George Gonda
- Gonda, circa 1941

No. 30
- Position: Halfback

Personal information
- Born: February 23, 1919 Grindstone, Pennsylvania, U.S.
- Died: September 19, 1994 (aged 75) Woodville, Mississippi, U.S.
- Listed height: 5 ft 10 in (1.78 m)
- Listed weight: 175 lb (79 kg)

Career information
- High school: Redstone Township (Republic, Pennsylvania)
- College: Duquesne (1938–1941)
- NFL draft: 1942 (undrafted)

Career history
- Pittsburgh Steelers (1942); Richmond Rebels (1946);
- Stats at Pro Football Reference

= George Gonda =

American football player (1919–)

George John Gonda (February 23, 1919 – September 19, 1994) was an American professional football halfback who played for the Pittsburgh Steelers of the National Football League (NFL). He played college football for the Duquesne Dukes.

==Early life==
George John Gonda was born on February 23, 1919, in Grindstone, Pennsylvania. He played high school football and baseball at Redstone Township High School in Republic, Pennsylvania. Redstone was eliminated from the WPIAL baseball playoffs in 1938 after Gonda gave up nine walks in a 6–1 loss.

==College career==
Gonda enrolled at Duquesne University to play college football for the Dukes. He was on the freshman team in 1938 and the varsity team from 1939 to 1941. He opened the 1939 season as Duquesne's starting right halfback. On October 19, 1939, it was reported that Gonda had been moved to fullback. The 1941 Dukes went undefeated. At the conclusion of his college career, Gonda played in the Blue–Gray Football Classic.

==Professional career==
After going undrafted in the 1942 NFL draft, Gonda signed with the Pittsburgh Steelers on January 15, 1942. At the time of his signing, Gonda had obtained a 60-day deferment from the military. After returning from the military, Gonda signed with the Steelers again on October 12, 1942. He played in five games, starting one, for Pittsburgh during the 1942 season, totaling 17	carries for 147 yards and two touchdowns, one reception for seven yards, two punt returns for 17 yards, and one interception on defense for 37 yards.

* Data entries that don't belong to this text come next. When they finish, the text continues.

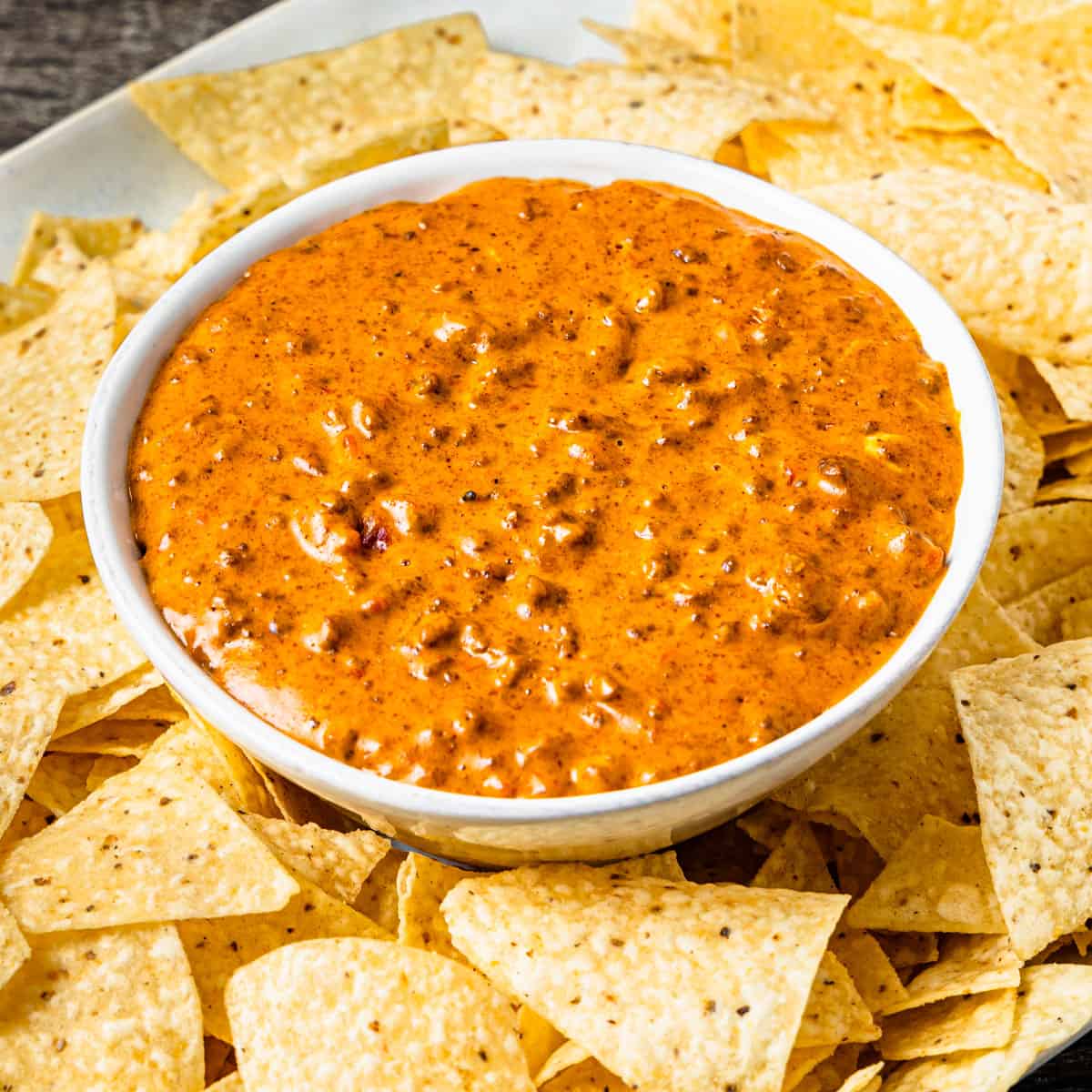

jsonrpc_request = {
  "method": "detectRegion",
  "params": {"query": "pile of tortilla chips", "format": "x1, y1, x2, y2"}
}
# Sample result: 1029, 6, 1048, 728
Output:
0, 0, 1092, 1092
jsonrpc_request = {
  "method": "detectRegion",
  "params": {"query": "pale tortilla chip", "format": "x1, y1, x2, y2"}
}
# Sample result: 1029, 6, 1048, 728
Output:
465, 53, 824, 159
177, 878, 389, 1043
0, 925, 204, 1092
837, 9, 1092, 201
0, 502, 54, 608
952, 640, 1092, 959
129, 15, 486, 187
804, 167, 1092, 364
54, 664, 163, 738
1005, 563, 1092, 644
845, 815, 1005, 933
774, 585, 1030, 855
0, 258, 116, 500
880, 987, 1016, 1061
794, 951, 880, 1048
442, 864, 846, 1092
884, 965, 1092, 1092
0, 755, 299, 933
1061, 599, 1092, 641
885, 935, 1020, 1014
244, 814, 389, 903
983, 503, 1092, 602
0, 902, 31, 989
228, 939, 534, 1092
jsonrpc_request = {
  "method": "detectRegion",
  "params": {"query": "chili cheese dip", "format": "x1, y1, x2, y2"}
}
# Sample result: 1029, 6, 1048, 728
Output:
130, 178, 962, 797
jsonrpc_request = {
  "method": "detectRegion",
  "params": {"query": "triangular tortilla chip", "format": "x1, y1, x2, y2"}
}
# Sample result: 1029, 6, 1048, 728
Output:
442, 864, 845, 1092
0, 768, 299, 933
228, 939, 534, 1092
0, 925, 204, 1092
804, 167, 1092, 364
952, 640, 1092, 959
129, 15, 486, 187
845, 815, 1005, 933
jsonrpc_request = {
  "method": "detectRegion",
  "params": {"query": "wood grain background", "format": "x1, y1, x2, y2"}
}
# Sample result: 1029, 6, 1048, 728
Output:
0, 0, 1092, 1092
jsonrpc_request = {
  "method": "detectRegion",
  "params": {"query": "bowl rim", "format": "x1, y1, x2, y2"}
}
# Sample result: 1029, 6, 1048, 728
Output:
81, 140, 1005, 826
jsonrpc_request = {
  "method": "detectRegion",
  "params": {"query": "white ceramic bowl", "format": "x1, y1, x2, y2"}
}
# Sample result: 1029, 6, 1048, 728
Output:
82, 141, 1005, 864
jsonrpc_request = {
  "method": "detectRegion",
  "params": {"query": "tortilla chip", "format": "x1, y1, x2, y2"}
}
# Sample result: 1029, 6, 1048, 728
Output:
774, 585, 1030, 855
0, 258, 116, 500
0, 902, 31, 989
0, 503, 54, 608
952, 640, 1092, 959
244, 814, 389, 903
228, 939, 534, 1092
982, 503, 1092, 602
129, 15, 486, 187
752, 819, 837, 895
1061, 599, 1092, 641
465, 53, 824, 159
885, 935, 1020, 1015
794, 952, 880, 1048
0, 925, 204, 1092
0, 283, 56, 334
442, 864, 846, 1092
837, 11, 1092, 201
177, 875, 391, 1043
54, 664, 163, 738
830, 928, 907, 1014
845, 815, 1005, 933
884, 965, 1092, 1092
804, 167, 1092, 364
633, 0, 736, 58
1005, 563, 1092, 644
0, 755, 299, 933
26, 754, 95, 815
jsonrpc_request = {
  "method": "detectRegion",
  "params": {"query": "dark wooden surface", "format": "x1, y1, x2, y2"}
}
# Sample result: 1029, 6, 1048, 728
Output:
0, 0, 1092, 1092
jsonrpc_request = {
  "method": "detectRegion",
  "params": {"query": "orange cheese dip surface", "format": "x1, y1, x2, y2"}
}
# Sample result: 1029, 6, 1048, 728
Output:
130, 178, 962, 797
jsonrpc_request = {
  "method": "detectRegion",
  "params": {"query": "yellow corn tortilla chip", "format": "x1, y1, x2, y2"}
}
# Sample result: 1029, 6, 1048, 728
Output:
0, 531, 144, 832
1005, 568, 1092, 644
49, 720, 167, 758
794, 951, 880, 1048
0, 925, 204, 1092
442, 864, 846, 1092
633, 0, 736, 58
228, 939, 534, 1092
177, 877, 389, 1043
952, 640, 1092, 959
837, 7, 1092, 201
129, 15, 486, 187
845, 815, 1005, 933
880, 987, 1016, 1061
0, 502, 54, 608
1061, 599, 1092, 641
804, 167, 1092, 362
0, 797, 54, 855
830, 928, 906, 1015
0, 258, 116, 500
244, 815, 389, 903
54, 664, 163, 742
774, 585, 1036, 855
884, 965, 1092, 1092
982, 503, 1092, 602
0, 755, 299, 933
891, 72, 982, 133
885, 934, 1020, 1015
465, 53, 824, 159
26, 754, 95, 815
0, 283, 56, 334
0, 902, 31, 989
11, 212, 144, 285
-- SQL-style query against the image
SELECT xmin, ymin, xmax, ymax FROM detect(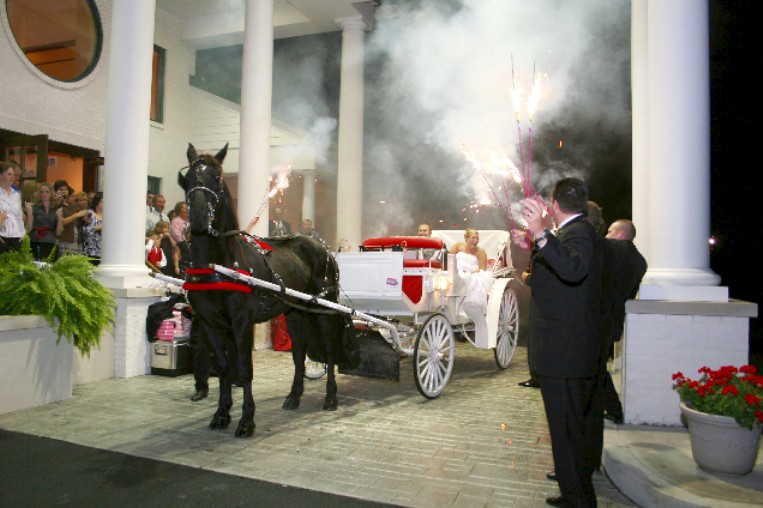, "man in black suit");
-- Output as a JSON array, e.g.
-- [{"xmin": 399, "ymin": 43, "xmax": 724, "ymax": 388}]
[
  {"xmin": 522, "ymin": 178, "xmax": 604, "ymax": 507},
  {"xmin": 603, "ymin": 219, "xmax": 647, "ymax": 423}
]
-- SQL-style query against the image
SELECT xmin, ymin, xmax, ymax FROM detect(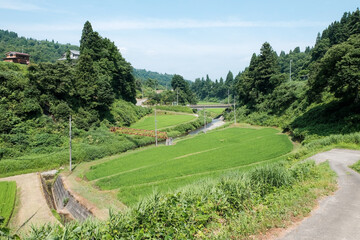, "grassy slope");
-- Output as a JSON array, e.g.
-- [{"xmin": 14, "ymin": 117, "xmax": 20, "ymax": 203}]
[
  {"xmin": 86, "ymin": 128, "xmax": 292, "ymax": 203},
  {"xmin": 350, "ymin": 161, "xmax": 360, "ymax": 173},
  {"xmin": 0, "ymin": 182, "xmax": 16, "ymax": 226},
  {"xmin": 131, "ymin": 112, "xmax": 196, "ymax": 130}
]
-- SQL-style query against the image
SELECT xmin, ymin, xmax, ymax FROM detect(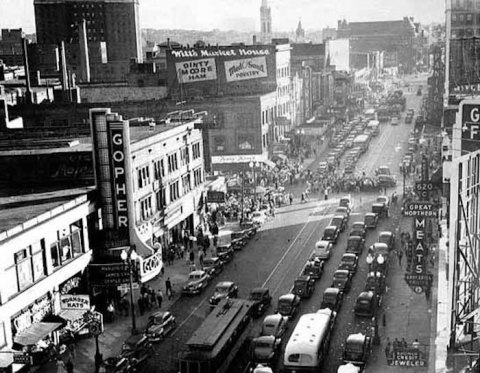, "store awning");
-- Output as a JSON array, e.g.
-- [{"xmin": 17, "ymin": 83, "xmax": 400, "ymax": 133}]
[
  {"xmin": 58, "ymin": 310, "xmax": 88, "ymax": 321},
  {"xmin": 14, "ymin": 322, "xmax": 63, "ymax": 346}
]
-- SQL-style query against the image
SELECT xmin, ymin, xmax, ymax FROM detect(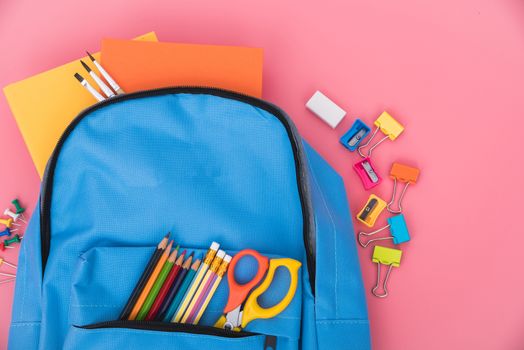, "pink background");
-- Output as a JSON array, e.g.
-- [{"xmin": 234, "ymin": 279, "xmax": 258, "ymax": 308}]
[{"xmin": 0, "ymin": 0, "xmax": 524, "ymax": 350}]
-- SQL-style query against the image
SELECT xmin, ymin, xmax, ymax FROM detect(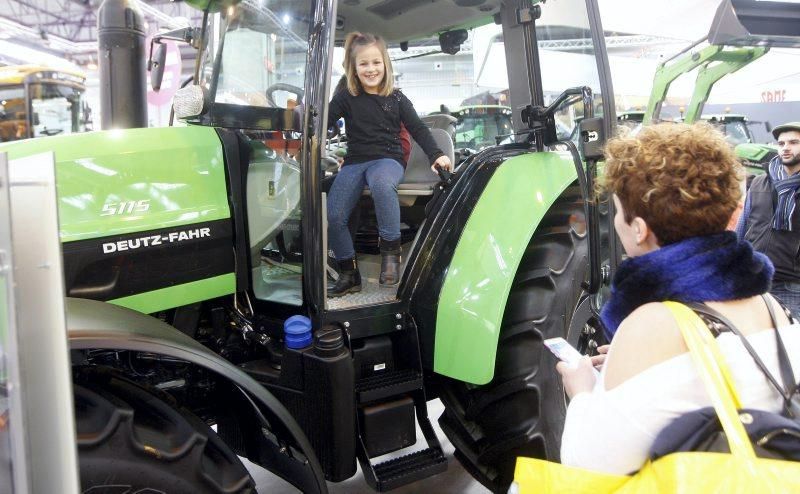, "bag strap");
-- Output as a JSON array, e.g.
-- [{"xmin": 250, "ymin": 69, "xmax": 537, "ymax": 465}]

Gonda served in the United States Navy after the 1942 season. After World War II, he played in two games for the Richmond Rebels of the Dixie League in 1946.

==Personal life==
Gonda taught and coached at schools in Richmond, Virginia. He later moved to Woodville, Mississippi, where he also taught and coached. He served three terms as mayor of Woodville from 1973 to 1985. Gonda died of cancer on September 19, 1994, at a hospital in Woodville.